Izabela Derewianko ma 42 lata i od 5 lat choruje na stwardnienie rozsiane- postać pierwotnie postępującą. Jest to nieuleczalna choroba powodująca niepełnosprawność. Walczy aby jak najpóźniej usiąść na wózek inwalidzki...
- Moja postać stwardnienia jest jedną z najgorszych, choruje dopiero kilka lat a już mam niedowład lewostronny i poruszam się o lasce. Jestem w programie lekowym i dwa razy do roku dostaje lek, który ma spowalniać postęp choroby ale jej nie zatrzymuje. Aby moją sprawność utrzymać w jak najlepszej kondycji uczęszczam bardzo często na rehabilitację, te które są refundowane przez NFZ ale muszę też wykonywać je prywatnie. Jak większość nieuleczalnych chorób, leczenie jest bardzo drogie, NFZ pokrywa bardzo małą część - opisuje swoją historię kobieta.
Szansę na poprawę jej komfortu i lepszego funkcjonowania a jest kombinezon exopulse molli, zaprojektowane by pomagać w spastyce za pomocą innowacyjnej neurostymulacji prawie całego ciała. Dzięki nim chorzy między innymi na stwardnienie rozsiane mogą poruszać się prawie jak zdrowy człowiek.

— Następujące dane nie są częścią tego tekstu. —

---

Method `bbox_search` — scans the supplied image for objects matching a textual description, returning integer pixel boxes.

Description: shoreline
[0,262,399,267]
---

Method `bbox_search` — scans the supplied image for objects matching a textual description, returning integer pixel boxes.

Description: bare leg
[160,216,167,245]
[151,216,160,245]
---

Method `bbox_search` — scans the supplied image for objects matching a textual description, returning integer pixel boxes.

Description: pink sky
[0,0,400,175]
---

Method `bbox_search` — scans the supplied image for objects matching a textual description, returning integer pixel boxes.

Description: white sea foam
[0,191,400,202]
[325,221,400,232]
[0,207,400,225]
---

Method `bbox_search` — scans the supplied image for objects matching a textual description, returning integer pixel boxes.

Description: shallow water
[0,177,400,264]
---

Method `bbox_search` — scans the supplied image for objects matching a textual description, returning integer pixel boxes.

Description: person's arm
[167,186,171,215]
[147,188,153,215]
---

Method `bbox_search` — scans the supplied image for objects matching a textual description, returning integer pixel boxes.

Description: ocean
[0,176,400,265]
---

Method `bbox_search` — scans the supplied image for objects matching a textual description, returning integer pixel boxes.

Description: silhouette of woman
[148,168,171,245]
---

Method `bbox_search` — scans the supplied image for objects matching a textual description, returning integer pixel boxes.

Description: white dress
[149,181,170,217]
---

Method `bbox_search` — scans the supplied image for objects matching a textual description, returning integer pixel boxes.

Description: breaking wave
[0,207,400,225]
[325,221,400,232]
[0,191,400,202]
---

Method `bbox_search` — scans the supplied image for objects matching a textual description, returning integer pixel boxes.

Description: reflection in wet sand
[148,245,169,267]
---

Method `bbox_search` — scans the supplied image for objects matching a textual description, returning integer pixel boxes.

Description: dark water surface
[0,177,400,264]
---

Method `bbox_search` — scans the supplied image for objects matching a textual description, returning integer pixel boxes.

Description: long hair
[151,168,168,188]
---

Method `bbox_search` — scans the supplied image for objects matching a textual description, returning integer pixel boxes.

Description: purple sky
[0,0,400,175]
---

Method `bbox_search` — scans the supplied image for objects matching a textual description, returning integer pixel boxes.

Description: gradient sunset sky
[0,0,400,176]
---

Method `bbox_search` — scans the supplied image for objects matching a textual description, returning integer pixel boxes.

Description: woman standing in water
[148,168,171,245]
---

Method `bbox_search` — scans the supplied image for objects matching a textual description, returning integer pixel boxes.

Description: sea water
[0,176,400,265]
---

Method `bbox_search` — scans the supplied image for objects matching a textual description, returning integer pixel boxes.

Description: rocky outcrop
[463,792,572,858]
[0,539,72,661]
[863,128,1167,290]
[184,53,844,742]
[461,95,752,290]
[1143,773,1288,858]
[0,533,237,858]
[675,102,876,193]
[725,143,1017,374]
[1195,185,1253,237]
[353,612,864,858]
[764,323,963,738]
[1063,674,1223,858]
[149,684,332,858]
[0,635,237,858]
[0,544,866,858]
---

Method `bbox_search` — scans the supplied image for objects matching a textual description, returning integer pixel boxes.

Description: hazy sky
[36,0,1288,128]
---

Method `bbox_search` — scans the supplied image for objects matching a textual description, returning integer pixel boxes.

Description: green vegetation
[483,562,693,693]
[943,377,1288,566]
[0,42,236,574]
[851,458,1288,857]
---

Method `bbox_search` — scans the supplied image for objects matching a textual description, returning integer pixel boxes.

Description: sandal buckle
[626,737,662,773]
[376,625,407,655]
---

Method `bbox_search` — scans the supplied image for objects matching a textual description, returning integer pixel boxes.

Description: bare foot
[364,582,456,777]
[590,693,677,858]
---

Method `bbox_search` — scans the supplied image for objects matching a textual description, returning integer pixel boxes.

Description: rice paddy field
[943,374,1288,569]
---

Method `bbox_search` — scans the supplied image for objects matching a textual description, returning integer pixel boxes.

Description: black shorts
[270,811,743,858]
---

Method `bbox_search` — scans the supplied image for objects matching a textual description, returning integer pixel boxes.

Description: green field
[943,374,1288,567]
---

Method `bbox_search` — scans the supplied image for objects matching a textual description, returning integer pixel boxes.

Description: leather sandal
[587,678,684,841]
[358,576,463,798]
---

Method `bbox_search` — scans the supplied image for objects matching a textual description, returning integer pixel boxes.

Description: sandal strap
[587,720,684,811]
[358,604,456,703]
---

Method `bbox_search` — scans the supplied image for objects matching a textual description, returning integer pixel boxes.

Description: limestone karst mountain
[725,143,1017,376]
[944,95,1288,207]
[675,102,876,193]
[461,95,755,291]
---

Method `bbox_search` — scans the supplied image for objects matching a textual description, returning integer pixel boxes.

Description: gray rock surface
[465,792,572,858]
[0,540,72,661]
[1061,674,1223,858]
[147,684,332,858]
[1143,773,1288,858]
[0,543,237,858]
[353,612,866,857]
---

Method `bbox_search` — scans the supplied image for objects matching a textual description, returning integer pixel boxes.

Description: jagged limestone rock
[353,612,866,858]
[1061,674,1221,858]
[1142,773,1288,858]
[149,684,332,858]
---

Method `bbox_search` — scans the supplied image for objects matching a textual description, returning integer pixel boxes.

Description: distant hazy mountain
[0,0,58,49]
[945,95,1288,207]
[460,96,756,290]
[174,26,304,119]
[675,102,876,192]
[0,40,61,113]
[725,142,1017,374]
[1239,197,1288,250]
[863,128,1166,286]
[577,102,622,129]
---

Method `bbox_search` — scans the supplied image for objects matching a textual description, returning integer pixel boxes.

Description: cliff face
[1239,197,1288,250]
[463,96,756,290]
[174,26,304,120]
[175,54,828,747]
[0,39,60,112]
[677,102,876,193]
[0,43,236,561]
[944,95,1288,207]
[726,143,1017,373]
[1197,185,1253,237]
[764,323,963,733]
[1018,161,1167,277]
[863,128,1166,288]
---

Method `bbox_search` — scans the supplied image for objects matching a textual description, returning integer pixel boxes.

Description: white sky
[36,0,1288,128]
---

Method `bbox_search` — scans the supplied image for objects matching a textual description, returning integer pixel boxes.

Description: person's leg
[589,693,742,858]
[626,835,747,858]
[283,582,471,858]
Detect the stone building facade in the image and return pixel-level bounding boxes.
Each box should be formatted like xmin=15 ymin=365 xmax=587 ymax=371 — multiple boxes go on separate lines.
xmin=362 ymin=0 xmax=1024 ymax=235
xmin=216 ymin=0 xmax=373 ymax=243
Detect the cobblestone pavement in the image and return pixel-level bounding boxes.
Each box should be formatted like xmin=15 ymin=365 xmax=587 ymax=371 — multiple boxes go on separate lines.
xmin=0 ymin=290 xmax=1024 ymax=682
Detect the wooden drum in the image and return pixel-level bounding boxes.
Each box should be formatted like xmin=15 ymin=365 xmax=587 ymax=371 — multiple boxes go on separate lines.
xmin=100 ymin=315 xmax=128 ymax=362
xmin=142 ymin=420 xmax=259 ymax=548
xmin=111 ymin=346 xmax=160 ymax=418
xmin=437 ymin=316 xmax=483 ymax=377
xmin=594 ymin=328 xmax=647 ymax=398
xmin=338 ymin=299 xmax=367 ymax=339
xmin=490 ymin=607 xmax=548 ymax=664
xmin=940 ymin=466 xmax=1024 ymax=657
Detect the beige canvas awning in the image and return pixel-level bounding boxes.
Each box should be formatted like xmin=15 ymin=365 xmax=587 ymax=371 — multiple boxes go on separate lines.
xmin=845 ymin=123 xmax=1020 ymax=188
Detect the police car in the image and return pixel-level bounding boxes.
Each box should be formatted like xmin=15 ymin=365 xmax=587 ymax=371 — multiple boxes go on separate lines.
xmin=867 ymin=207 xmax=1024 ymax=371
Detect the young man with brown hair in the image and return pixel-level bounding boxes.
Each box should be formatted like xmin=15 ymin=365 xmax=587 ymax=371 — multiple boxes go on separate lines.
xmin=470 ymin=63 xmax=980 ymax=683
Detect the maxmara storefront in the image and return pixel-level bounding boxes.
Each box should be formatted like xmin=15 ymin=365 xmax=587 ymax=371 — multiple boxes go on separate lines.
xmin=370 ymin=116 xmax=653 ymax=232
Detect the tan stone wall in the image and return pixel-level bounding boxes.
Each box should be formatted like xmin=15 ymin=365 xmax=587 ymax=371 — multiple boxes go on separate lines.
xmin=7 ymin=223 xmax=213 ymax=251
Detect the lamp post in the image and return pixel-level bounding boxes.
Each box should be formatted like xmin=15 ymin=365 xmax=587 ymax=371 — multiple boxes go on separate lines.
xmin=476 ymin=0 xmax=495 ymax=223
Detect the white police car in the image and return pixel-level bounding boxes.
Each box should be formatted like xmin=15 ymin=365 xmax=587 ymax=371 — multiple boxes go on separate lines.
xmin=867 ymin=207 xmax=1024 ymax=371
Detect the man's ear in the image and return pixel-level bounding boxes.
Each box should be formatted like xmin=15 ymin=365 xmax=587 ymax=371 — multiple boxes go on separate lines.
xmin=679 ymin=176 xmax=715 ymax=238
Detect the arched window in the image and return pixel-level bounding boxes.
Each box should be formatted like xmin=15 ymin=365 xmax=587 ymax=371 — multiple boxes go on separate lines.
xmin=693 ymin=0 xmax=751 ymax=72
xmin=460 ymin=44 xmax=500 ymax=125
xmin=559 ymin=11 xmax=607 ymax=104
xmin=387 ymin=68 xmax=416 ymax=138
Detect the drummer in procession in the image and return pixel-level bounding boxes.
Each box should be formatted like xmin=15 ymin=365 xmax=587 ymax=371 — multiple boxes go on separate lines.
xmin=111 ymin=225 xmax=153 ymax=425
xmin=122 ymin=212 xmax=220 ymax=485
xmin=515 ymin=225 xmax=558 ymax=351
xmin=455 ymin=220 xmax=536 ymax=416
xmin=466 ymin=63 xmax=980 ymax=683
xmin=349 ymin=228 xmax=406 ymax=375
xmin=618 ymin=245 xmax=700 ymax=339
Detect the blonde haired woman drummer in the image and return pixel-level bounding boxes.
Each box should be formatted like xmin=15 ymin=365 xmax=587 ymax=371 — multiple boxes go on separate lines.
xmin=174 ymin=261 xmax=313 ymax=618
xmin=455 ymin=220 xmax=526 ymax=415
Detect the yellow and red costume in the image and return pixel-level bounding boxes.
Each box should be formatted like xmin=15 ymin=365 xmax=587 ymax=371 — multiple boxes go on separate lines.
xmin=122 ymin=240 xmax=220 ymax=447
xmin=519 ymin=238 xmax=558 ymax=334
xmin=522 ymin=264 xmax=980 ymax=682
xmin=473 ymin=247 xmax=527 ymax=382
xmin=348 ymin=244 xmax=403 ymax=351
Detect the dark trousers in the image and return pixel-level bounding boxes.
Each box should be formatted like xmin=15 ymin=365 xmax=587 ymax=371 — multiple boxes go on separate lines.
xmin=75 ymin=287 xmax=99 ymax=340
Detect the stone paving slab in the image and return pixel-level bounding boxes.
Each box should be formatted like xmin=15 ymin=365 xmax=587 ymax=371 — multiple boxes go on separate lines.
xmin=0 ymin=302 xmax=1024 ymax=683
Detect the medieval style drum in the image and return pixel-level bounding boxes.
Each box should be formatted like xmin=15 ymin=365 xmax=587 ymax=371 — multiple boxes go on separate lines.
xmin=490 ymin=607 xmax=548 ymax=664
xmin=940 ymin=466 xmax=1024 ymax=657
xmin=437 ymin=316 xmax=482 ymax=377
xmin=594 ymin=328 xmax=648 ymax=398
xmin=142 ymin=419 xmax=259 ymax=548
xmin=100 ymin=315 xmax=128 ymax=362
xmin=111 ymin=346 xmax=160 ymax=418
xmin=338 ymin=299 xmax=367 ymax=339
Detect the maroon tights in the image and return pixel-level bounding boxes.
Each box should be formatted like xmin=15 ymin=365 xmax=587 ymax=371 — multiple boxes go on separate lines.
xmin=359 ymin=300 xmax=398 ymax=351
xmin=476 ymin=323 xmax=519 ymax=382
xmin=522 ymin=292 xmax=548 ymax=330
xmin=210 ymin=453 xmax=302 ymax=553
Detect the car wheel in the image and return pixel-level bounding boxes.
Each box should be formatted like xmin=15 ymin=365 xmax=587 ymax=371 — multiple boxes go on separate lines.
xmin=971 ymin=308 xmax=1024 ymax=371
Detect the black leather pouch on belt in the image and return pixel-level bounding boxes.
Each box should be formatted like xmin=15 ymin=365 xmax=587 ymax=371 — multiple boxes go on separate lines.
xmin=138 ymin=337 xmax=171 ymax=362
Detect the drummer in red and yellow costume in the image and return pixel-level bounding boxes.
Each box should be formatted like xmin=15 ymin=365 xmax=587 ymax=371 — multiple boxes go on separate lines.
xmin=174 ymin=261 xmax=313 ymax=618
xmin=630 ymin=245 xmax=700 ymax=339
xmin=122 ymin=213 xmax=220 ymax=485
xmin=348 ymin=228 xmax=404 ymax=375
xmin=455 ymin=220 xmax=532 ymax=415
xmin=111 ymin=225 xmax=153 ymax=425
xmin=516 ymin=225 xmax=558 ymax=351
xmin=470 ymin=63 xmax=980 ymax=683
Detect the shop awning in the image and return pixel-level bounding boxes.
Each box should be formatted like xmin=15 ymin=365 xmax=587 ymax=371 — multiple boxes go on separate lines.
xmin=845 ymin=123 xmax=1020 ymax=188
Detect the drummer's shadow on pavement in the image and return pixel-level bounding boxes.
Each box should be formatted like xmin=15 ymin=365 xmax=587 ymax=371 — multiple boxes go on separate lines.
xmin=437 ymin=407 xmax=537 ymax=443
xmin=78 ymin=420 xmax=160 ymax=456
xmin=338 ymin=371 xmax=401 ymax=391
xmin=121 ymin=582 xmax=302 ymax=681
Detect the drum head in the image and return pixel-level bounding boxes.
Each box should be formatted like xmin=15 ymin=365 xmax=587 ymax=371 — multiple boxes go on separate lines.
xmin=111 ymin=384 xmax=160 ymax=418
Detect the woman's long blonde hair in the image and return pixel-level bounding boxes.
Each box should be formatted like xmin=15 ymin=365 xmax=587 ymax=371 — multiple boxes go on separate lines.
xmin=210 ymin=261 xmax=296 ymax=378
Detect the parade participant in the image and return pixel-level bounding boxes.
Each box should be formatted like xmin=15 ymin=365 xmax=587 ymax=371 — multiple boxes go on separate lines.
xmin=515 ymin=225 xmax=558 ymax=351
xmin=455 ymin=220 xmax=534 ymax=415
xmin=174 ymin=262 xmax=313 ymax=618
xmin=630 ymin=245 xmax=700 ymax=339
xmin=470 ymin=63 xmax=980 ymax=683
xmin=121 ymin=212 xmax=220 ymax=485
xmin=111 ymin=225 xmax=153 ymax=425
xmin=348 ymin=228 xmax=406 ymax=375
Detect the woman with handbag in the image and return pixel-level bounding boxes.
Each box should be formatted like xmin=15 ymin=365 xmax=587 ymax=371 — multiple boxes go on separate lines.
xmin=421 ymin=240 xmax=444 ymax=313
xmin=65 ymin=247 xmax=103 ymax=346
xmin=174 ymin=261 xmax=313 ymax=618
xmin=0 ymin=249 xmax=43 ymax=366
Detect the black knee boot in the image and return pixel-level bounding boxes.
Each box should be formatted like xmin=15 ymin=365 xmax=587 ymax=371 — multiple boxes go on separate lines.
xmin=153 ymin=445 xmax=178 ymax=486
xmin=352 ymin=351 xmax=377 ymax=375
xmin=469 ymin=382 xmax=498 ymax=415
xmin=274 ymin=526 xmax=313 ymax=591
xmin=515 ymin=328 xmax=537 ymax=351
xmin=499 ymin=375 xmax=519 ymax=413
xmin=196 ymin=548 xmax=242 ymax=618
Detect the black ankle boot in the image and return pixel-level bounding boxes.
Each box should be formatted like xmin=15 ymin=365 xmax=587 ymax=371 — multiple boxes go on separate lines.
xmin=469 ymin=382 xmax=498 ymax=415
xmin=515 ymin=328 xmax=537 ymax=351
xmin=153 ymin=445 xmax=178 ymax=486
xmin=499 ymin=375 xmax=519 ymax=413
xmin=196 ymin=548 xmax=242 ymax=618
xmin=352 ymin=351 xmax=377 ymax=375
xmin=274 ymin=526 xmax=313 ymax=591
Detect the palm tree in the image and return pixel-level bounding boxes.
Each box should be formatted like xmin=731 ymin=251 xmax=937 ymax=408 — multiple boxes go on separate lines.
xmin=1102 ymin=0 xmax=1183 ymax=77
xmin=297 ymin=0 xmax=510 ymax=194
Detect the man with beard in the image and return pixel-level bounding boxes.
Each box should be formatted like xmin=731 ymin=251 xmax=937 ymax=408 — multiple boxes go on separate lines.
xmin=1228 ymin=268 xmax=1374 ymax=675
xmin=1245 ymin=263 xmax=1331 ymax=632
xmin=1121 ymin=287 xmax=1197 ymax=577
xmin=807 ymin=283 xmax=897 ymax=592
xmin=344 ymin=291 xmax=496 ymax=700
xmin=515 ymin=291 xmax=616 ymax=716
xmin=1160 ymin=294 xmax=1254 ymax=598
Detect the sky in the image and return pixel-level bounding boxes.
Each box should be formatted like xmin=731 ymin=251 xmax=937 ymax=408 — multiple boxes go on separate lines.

- Miałam tę przyjemność aby sprawdzić na własnej skórze czy to działa czy jest to naciąganie chorych ludzi na kasę bo kombinezon kosztuje 27900 złotych! No i działa Po pierwszym użyciu moje ciało funkcjonowało lepiej. Marzenie. No i oczywiście nie jest ani refundowany ani w naszym powiecie nie ma na niego dofinansowania z PFRON. Nie stać mnie na jego zakup dlatego zdecydowałam się schować honor i wstyd do kieszeni i założyć zbiórkę. Wierze w ludzi dobrej woli i w to że razem uda nam się zebrać pieniążki na ten cel - dodaje Pani Iza.